I was blindsided by both of my divorces. I was at the point where I saw a bright, shiny future for each of those marriages, that things were getting better for us in every aspect of our lives--and then got the "I want a divorce" bombs dropped on me.

Several months after my second divorce, my ex-wife sought me out and apologized to me. She'd been in therapy and figured out it had nothing to do with me and everything to do with her personal issues. I was simply the person closest to her and I was the whipping post as she dealt with her stuff.
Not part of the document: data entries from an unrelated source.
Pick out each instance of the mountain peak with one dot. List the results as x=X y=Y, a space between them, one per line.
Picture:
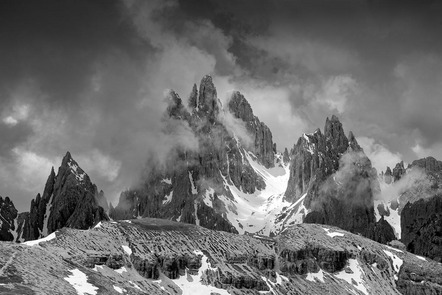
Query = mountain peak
x=240 y=107
x=208 y=104
x=67 y=157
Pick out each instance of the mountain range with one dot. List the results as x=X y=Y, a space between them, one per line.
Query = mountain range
x=237 y=215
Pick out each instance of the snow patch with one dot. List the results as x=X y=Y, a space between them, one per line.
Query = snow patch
x=394 y=249
x=420 y=257
x=197 y=221
x=135 y=285
x=168 y=198
x=78 y=280
x=77 y=173
x=312 y=277
x=46 y=217
x=397 y=262
x=97 y=267
x=36 y=242
x=120 y=270
x=394 y=218
x=355 y=278
x=126 y=249
x=192 y=285
x=194 y=189
x=119 y=290
x=257 y=212
x=333 y=234
x=208 y=197
x=167 y=180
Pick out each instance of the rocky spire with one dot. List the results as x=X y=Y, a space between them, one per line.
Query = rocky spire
x=388 y=176
x=286 y=156
x=398 y=171
x=175 y=108
x=7 y=215
x=193 y=98
x=69 y=199
x=334 y=134
x=208 y=104
x=353 y=143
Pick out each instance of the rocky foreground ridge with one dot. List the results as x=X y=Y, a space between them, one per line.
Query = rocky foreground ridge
x=241 y=184
x=69 y=199
x=415 y=205
x=153 y=256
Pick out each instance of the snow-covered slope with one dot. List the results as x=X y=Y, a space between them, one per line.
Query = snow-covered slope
x=153 y=256
x=257 y=213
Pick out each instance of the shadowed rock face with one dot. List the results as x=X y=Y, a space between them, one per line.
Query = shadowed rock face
x=418 y=204
x=176 y=190
x=421 y=224
x=8 y=214
x=261 y=134
x=69 y=200
x=153 y=256
x=337 y=178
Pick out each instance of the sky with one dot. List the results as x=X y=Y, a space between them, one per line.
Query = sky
x=90 y=77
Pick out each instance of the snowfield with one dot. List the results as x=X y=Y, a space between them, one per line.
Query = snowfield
x=258 y=212
x=78 y=280
x=36 y=242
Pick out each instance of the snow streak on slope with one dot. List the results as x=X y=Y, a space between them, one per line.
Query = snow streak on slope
x=78 y=280
x=191 y=284
x=44 y=233
x=355 y=277
x=393 y=217
x=36 y=242
x=257 y=212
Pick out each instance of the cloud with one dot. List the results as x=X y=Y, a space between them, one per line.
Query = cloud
x=95 y=85
x=379 y=155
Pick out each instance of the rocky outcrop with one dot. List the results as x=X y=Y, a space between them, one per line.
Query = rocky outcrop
x=398 y=171
x=260 y=133
x=421 y=224
x=69 y=199
x=8 y=214
x=193 y=185
x=336 y=177
x=153 y=256
x=381 y=232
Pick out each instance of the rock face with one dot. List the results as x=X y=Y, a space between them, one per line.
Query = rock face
x=194 y=185
x=8 y=214
x=261 y=135
x=153 y=256
x=334 y=179
x=421 y=224
x=416 y=204
x=68 y=200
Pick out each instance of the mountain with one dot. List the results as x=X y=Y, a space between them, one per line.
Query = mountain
x=237 y=182
x=69 y=199
x=8 y=216
x=208 y=187
x=154 y=256
x=412 y=204
x=332 y=182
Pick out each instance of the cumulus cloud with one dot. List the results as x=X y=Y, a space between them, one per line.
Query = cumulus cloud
x=379 y=155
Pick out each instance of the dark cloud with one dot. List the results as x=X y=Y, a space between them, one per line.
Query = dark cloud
x=90 y=77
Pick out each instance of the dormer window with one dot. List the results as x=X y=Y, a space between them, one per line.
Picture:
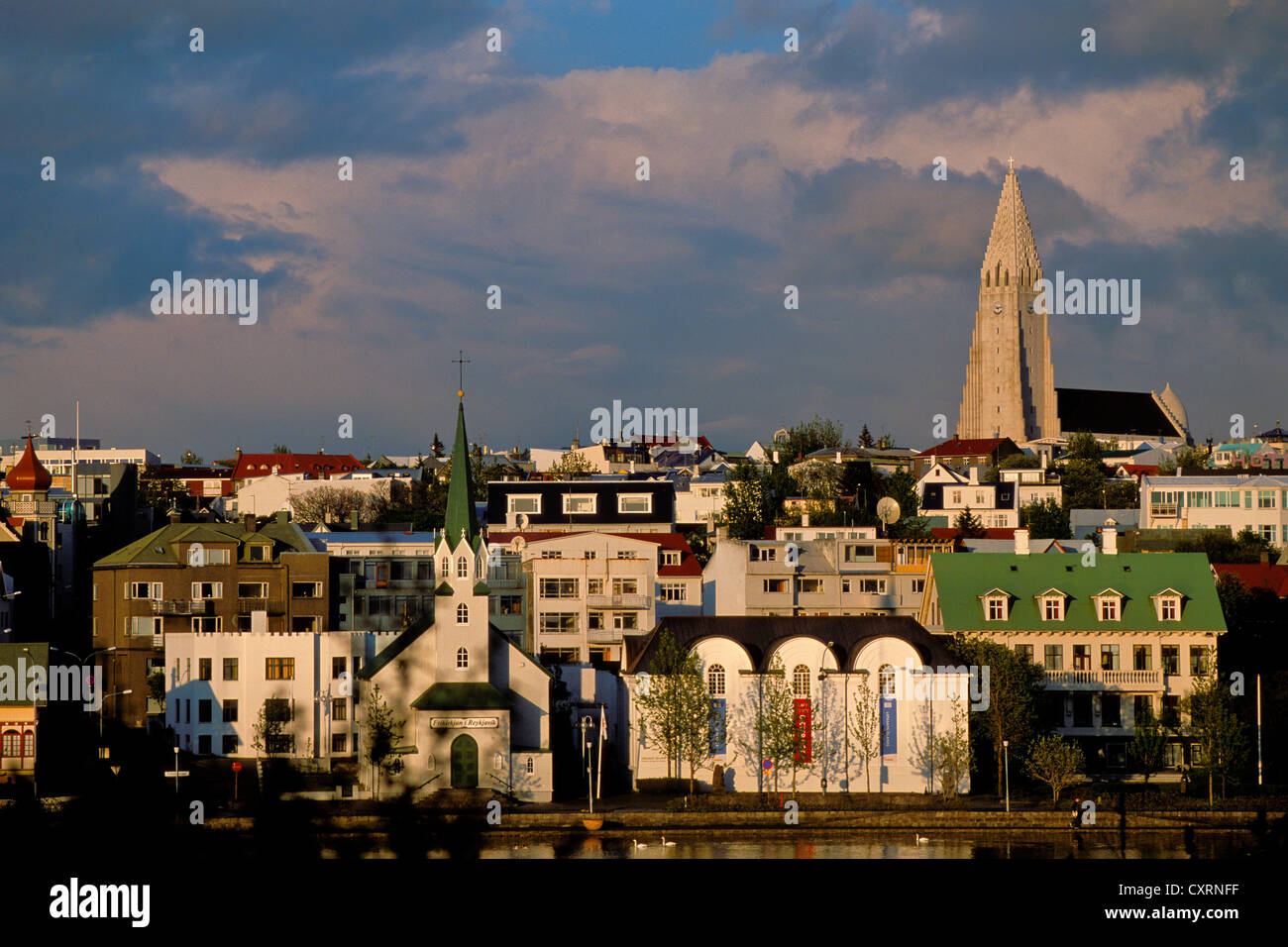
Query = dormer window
x=1167 y=604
I'm still uncertain as to why my first marriage collapsed. I've pieced together bits over the years and have a hypothesis. No idea as to how accurate it is. I also haven't ever gotten and deep and honest discussion of it with my first ex-wife, so I only have a hypothesis. I don't think I can expect anything more than that.

Divorce is an art, it seems, and there's precious little one can do to learn that art. That's why so many divorces leave so much extra pain in their wake.
agrnmn
May. 18th, 2011 11:35 pm (UTC)
With more time to respond (and a bit of prodding) I knew that something was off, but never considered it as bad as divorce. I don't expect any apologies or explanations. Once she makes her mind up a thing is done. We were done and there was no real point in full explanations. For her there wasn't a need for me to understand. Just to sign the paperwork. She went though a year of "couples counseling" that made little progress other than for me to get to ask questions that I wouldn't understand or accept the answer to.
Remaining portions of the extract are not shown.